The Financial Accounting Standards Board (FASB) is one of three organizations primarily in charge of setting U.S. GAAP (Generally Accepted Accounting Principles). The other two are the Securities and Exchange Commission (SEC) and the American Institute of Certified Public Accountants (AICPA).

Before you get into the meat and potatoes of FASB, you need a little history lesson! Resulting from some congressional criticism of the standard-setting work being done by the AICPA, the Financial Accounting Foundation (FAF) was established in the state of Delaware as a nonprofit corporation.

The FAF, in turn, established the Financial Accounting Standards Board (FASB), which, ta-da!, is currently the private-sector body establishing GAAP for all nongovernmental entities.

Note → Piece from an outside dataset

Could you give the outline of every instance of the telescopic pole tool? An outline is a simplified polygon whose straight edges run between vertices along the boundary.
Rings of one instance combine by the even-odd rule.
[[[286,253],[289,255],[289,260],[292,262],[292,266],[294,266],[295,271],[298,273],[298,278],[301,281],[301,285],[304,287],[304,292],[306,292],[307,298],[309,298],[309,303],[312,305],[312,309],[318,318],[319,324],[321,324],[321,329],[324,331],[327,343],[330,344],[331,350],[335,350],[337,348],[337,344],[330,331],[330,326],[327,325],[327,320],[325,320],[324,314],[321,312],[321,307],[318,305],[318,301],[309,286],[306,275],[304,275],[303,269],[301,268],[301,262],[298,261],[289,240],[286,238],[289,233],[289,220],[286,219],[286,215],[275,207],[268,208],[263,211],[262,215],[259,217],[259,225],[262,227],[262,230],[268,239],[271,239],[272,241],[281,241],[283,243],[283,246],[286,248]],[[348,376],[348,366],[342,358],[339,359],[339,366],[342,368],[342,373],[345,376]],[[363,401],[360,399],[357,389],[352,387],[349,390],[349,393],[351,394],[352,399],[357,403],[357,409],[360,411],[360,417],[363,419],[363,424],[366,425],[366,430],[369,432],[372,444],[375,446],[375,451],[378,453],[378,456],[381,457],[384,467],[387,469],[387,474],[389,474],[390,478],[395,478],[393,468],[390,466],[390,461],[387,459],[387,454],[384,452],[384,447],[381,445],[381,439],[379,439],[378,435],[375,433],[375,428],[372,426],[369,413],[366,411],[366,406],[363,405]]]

Governmental entities follow procedures set up by the Governmental Accounting Standards Board (GASB).

The FASB has five full-time members, who are selected by the FAF. All are required to have knowledge of accounting, finance, and business. For more info on the FASB, accounting standards, and FAF, check out the FASB website.

The FASB further formed the Emerging Issues Task Force (EITF) in 1984 to help identify emerging accounting issues in need of standardization. The EITF consists of accounting professionals who meet six times a year with nonvoting members of the SEC and FASB to mull over current economic, business, and industrial developments.